Bölüm 20

16.9K 645 69
                                    

Savaş Esra’yı koltuğa oturtmuş ve kendini de yanındaki koltuğa bırakmıştı. Esra yavaş yavaş kendine gelmeye başlarken, Filiz’de şaşkınlık içinde karşısında perişan halde oturan Türkiye’nin en meşhur oyuncularından ikisine bakıyordu. Nalan Hanım ise özellikle kızın perişan haline acıyarak bakıyordu fakat karşısındakilerin kim oldukları hakkında en ufak bir fikri yoktu. Filiz hemen gıda malzemelerinin olduğu çantayı açıp içinden bir şişe su almıştı. Daha sonra kendi çantasını açmış ve her zaman çantasında bulundurduğu fıstıklı çikolatadan bir parça koparıp Esra’ya uzatmıştı.

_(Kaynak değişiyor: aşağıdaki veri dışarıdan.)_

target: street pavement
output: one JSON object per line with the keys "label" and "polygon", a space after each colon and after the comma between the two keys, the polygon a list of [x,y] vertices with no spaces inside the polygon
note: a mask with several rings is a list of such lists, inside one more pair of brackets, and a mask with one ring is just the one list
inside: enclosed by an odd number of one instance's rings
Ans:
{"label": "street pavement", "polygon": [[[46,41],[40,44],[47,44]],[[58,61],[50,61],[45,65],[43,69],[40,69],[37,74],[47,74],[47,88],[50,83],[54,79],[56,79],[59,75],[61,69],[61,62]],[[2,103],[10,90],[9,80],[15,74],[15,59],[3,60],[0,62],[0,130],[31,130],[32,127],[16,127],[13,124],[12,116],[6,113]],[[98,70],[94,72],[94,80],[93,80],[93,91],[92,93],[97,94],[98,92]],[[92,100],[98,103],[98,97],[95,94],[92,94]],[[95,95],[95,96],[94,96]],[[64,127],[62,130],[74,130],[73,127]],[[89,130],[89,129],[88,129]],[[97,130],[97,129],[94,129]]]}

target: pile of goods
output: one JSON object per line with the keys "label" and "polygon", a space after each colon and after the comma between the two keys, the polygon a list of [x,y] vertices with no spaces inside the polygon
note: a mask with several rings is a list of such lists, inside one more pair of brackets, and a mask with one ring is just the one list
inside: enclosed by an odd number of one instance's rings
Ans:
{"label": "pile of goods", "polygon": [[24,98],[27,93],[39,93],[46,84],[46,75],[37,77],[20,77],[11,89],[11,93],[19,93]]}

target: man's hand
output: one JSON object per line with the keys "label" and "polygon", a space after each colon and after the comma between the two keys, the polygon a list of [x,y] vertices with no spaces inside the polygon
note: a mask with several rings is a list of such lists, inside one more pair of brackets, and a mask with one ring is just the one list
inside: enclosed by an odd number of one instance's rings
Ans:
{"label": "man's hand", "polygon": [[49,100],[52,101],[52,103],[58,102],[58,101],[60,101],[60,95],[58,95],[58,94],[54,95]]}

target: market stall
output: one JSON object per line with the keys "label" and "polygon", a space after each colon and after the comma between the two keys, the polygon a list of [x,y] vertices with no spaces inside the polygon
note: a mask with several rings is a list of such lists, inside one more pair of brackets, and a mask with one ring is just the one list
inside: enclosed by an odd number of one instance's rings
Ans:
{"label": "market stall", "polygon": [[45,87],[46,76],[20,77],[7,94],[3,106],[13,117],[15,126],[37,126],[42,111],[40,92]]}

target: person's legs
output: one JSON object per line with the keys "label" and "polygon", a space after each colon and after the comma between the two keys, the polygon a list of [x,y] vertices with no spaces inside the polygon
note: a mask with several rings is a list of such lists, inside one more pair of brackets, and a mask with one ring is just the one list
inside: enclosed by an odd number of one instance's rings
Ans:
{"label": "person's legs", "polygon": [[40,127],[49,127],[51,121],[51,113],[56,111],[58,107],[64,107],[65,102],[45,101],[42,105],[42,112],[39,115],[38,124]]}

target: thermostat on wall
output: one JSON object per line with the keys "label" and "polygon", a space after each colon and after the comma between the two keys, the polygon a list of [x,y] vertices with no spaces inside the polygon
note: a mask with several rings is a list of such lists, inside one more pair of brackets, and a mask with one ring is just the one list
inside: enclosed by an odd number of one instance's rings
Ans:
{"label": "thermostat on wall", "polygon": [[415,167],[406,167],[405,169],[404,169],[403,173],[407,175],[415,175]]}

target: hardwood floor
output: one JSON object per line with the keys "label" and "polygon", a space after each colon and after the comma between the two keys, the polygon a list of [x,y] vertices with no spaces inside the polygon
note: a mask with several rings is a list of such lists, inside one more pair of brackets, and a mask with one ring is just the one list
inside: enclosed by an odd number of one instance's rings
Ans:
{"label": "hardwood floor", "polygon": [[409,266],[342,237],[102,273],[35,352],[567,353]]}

- Alın lütfen Esra Hanım şu sudan biraz için, bir parça da çikolata yerseniz eminim kendinizi daha iyi hissedeceksiniz.

Esra karşısında oturan kızın uzattığı suyu ve çikolatayı almıştı. Ellerinin titremesi azalmasına rağmen hala sürüyordu. Zor da olsa sudan içtikten sonra çikolatayı ağzına atmış ve çikolata gerçekten de çok iyi gelmişti. Yediği çikolata bir hafta önce başladığı çok sıkı diyet programına hiç de uygun değildi ama artık bunun hiçbir önemi kalmadığını çok iyi biliyordu.

- Teşekkür ederim. Çikolata çok işe yaradı. Siz beni tanıdınız ama ben sizi tanımıyorum.

- Ben Filiz, yanımdaki hanımefendi Nalan Hanım, arabayı süren Selim yanında oturan bey de Cemal abi, üçümüz de aynı apartmanda oturuyoruz.

- Sizlere, özellikle Selim ve Cemal Bey’e hayatlarımızı borçluyuz. Siz yetişmeseydiniz Savaş ve benim sonumuz gelmişti.

Arkadaki konuşmaları dinleyen Selim de sohbete katılmıştı.

- Göz göre göre sizi ölüme veya daha kötüsüne terk edemezdik Esra Hanım. Ayrıca kaçmak için bir arabaya ihtiyacımız vardı. Yani sizin de bize epey yardımınız oldu.

-  Sizli bizli konuşmamıza gerek yok sanırım. Peki şimdi nereye gidiyoruz?

Selim bu soru karşısında biraz şaşırmıştı. Küçük gruplarına iki kişi daha mı katılacaktı acaba?

- Biz önce Anadolu yakasına geçip Caddebostan’da annemi ve babamı bulmayı, daha sonra da bir tekne bulup Büyükada’ya Filiz’in ailesinin yanına gitmeyi planlıyoruz.

- Adaya gitmek gerçekten çok iyi bir fikir, biz de en azından adaya kadar sizinle gelebilir miyiz?

Arabaya bindikten sonra hiç konuşmamış olan Savaş sormuştu bu soruyu, Selim’den önce Filiz soruyu cevaplamıştı.

- Tabi gelebilirsiniz, hem bizim evimiz oldukça büyüktür hep beraber saklanabiliriz. Değil mi Selim, sen ne dersin?

Selim Filiz’in kendisine danışmadan bu kararı almasına biraz bozulmuştu ama yapacak bir şey yoktu.

- Elbette gelebilirsiniz. Ama silah ve cephane bulmamız lazım o yüzden önce uğramamız gereken başka bir yer var.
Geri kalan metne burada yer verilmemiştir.